To protect the child, Noa is given the opportunity to train with Astrid on the flying trapeze. She has only a matter of weeks to perfect the act and soon finds herself acclimated to the circus lifestyle, much to the chagrin of Astrid, who has trained since she was a child and views the young girl as a rival. The women each have secrets, but they manage to bond over them and their love for Theo. But as the war comes to a head and the days of the traveling circus seem to be numbered, their futures become increasingly uncertain and their loyalty to one another is put to the ultimate test.

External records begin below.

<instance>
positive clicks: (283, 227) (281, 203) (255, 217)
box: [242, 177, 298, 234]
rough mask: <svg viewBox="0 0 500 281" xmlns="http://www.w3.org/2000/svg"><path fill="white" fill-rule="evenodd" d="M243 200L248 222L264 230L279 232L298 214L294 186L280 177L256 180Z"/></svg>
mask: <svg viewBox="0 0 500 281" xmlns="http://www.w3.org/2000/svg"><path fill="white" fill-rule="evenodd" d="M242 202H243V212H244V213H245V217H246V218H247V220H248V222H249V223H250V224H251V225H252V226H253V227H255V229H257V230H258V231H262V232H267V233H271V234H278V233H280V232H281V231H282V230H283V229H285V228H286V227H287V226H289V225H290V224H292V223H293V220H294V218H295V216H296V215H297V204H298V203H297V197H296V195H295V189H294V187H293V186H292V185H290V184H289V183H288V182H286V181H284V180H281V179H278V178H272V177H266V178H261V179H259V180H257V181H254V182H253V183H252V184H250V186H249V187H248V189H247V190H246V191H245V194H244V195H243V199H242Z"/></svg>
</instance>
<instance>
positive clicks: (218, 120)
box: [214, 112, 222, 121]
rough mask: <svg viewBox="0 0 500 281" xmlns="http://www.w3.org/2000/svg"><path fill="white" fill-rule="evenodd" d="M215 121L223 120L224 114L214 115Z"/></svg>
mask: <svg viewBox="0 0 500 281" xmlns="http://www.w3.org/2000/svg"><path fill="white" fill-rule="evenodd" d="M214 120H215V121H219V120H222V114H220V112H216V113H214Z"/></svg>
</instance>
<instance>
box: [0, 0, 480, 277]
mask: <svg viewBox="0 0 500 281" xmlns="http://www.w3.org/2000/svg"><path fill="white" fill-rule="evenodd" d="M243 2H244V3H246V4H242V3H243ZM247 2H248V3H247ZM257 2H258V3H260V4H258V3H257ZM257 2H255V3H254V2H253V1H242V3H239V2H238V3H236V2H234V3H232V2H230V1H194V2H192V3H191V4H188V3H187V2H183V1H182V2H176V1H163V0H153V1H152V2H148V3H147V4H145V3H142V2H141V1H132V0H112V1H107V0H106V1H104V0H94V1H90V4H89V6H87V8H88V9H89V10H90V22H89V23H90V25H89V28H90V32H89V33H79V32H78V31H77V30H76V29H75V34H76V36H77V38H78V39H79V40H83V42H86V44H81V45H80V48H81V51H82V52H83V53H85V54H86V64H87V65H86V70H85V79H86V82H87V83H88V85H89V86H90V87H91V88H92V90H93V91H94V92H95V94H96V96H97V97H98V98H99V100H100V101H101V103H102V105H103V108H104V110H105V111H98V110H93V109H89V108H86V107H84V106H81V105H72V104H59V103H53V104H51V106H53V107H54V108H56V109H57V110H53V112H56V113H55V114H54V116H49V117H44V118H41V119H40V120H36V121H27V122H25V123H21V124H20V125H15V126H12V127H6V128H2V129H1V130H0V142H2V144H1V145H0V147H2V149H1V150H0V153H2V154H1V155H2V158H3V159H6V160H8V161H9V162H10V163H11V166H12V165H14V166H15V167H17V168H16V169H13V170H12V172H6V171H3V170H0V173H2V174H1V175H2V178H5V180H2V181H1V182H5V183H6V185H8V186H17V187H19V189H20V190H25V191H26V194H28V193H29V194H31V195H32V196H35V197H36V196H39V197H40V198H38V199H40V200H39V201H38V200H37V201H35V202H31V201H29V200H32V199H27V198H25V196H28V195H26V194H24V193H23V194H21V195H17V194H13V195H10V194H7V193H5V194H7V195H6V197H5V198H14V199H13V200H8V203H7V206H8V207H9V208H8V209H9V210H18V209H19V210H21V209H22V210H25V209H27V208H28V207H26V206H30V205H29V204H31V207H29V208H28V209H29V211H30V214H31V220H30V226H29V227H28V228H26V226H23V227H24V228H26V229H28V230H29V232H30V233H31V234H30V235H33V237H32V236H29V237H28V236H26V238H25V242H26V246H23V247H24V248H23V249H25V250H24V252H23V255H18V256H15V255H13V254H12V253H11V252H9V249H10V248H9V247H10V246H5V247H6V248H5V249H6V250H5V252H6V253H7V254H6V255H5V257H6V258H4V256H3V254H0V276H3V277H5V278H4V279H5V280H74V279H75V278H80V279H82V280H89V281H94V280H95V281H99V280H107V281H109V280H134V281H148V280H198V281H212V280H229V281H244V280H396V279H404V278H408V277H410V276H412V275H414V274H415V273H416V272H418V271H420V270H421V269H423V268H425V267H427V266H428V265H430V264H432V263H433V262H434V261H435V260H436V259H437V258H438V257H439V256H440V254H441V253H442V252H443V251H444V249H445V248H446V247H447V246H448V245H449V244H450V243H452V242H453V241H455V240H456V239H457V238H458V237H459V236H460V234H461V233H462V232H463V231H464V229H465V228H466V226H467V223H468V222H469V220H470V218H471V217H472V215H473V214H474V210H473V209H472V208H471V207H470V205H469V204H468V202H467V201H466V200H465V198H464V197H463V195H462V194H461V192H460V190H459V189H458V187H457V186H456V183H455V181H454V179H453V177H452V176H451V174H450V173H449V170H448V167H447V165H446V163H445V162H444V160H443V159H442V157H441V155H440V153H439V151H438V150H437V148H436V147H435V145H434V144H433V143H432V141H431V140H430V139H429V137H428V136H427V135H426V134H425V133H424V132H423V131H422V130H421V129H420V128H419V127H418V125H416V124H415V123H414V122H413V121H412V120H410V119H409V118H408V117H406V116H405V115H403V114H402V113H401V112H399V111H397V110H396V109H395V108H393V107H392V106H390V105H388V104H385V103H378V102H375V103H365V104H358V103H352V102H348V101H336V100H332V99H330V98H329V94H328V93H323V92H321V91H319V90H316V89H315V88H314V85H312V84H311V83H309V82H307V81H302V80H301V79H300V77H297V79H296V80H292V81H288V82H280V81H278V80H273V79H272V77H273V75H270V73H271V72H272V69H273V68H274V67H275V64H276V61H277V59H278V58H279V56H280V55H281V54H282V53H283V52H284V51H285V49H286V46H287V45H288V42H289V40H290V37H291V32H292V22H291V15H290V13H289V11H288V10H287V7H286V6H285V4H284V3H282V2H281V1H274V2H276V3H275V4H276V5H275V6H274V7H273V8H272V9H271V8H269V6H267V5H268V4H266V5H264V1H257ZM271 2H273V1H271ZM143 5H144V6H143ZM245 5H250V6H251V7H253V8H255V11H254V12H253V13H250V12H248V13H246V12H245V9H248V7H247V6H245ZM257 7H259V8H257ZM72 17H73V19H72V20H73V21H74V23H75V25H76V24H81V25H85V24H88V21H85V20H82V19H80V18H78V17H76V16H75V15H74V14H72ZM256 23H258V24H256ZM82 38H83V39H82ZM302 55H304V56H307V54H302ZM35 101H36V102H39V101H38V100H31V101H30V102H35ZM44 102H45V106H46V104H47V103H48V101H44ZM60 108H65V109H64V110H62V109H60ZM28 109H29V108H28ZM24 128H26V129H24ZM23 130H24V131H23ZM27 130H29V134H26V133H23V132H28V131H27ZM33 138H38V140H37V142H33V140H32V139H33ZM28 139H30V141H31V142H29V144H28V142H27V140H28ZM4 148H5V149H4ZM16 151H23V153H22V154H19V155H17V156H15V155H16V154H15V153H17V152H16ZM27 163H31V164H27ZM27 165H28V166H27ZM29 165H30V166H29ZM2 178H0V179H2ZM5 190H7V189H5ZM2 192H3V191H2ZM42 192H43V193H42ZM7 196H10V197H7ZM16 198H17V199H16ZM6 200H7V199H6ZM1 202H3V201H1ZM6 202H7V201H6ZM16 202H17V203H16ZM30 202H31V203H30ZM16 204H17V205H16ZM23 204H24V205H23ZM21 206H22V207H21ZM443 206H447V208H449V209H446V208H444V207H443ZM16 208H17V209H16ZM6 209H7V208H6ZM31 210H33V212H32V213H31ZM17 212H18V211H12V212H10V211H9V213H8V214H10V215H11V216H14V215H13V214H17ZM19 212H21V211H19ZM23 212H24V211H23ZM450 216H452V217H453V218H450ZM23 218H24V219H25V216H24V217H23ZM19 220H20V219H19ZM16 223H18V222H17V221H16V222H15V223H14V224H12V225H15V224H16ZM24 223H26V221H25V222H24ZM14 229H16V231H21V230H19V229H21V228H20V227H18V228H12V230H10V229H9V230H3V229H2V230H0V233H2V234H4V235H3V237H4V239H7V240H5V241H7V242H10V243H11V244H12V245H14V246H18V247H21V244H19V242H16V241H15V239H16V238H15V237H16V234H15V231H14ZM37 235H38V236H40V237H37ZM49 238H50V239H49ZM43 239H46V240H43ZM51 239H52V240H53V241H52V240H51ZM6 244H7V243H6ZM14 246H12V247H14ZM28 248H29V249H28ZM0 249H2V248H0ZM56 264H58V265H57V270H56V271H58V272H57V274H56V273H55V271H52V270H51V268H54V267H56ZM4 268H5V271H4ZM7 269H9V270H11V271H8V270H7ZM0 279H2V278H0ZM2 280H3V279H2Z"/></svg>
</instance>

The Orphan’s Tale is the kind of novel that is both impossible and necessary to put down. It’s not often that I cry at the beginning of a book, but the opening scene with the boxcar of infants broke my heart, even more so when I realized it was based in fact. There were so many times that the book took a toll on my emotions. I wanted to keep reading because I needed to know what happened next, but I had to take a moment here and there to process what had occurred. I was unaware of the stories of hidden Jews in the traveling circus, so that aspect of the novel was fascinating, as were the descriptions of the circus acts and lifestyle. I especially loved how Jenoff used the first person point of view and alternated the chapters between Noa and Astrid, allowing me to understand and bond with both characters.
When Noa and Astrid were flying through the air, it was almost possible to forget that the war was going on around them, but Jenoff does a great job ensuring that readers feel the undercurrent of danger at every turn, from the surprise inspections of the circus by the SS to repeated warnings not to perform politically charged routines. Although the war is at the center of the novel, so are the themes of love, friendship, and sacrifice. The book hit me hard at a few poignant spots, and all the ugly crying I did emphasizes Jenoff’s ability to tell a powerful story. The Orphan’s Tale a strong contender for my Best of 2017 list!
Disclosure: I received The Orphan’s Tale from MIRA for review.